Costfoto | Barcroft Media | Getty Images

Hong Kong-listed shares of Weibo opened 6% lower in their trading debut on Wednesday.

Shares opened at 256.20 Hong Kong {dollars} ($32.85) a chunk in comparison with a proposal value of 272.80 Hong Kong {dollars} ($34.98).

It is a secondary itemizing for the Chinese social media giant, which raised roughly $385 million.

The most important itemizing is on the Nasdaq in the U.S., the place the inventory rose 4.69% in the in a single day session.

Weibo’s secondary itemizing comes as Chinese ride-hailing giant Didi final week mentioned it will delist from the New York Stock Exchange, and make plans to record in Hong Kong.

Chinese regulators have been reportedly sad with Didi’s determination to record in the U.S. with out first resolving excellent cybersecurity points. Regulators advised the agency’s executives to provide you with a plan to delist from the U.S. resulting from considerations round knowledge leakage, according to reports.

Didi is China’s largest ride-hailing app and owns a big quantity of knowledge on journey routes and customers.

Weibo is the newest Chinese web firm to do a secondary itemizing in Hong Kong.

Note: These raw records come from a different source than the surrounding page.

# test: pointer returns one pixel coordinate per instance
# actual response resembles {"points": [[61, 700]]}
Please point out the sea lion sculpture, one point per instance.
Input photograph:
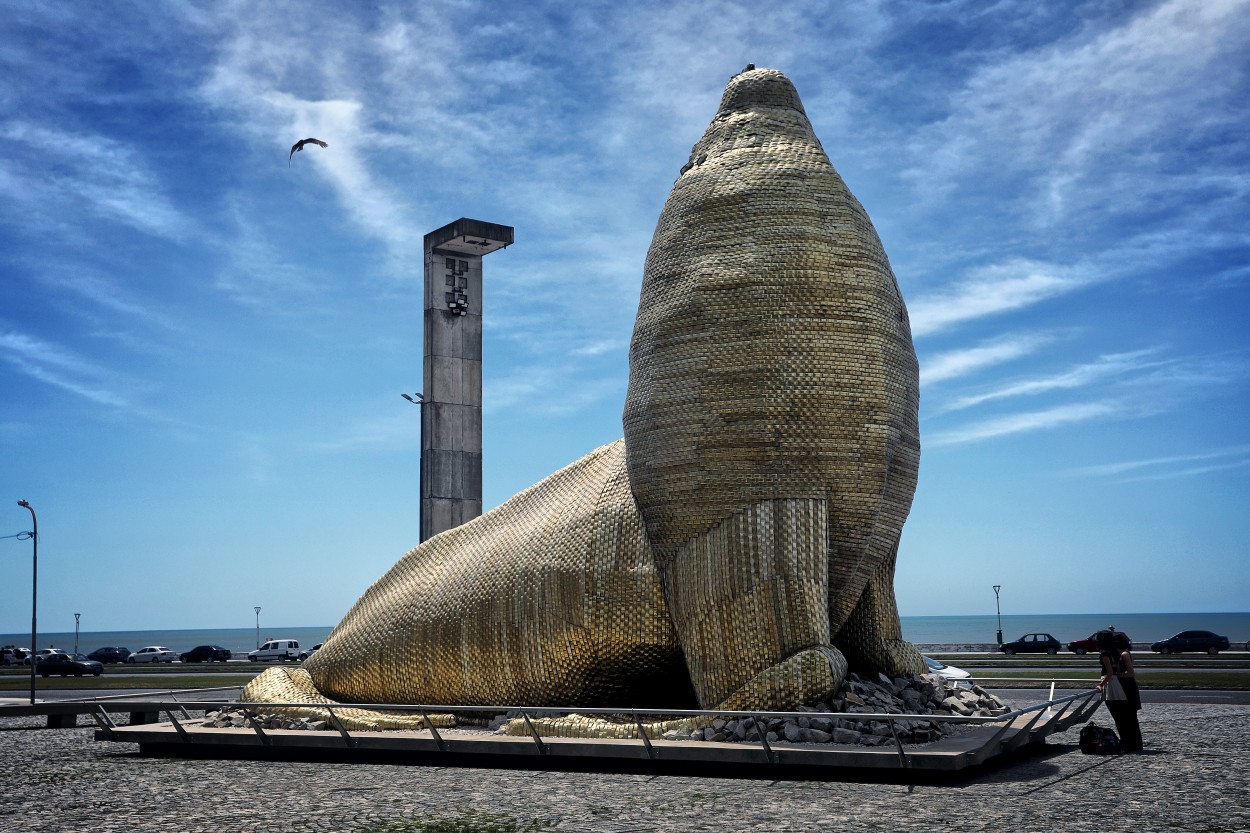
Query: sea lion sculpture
{"points": [[738, 548]]}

Others which have carried out so in latest years embrace search engine giant Baidu, e-commerce behemoth Alibaba, its rival JD.com in addition to gaming agency NetEase.

It has been a wild ride over the past year for China’s technology sector. Regulators tightened their scrutiny on firms in a transfer that wiped billions of {dollars} off their market worth. Meanwhile, Beijing continues to push for technological self-sufficiency.

CNBC’s Weizhen Tan contributed to this report.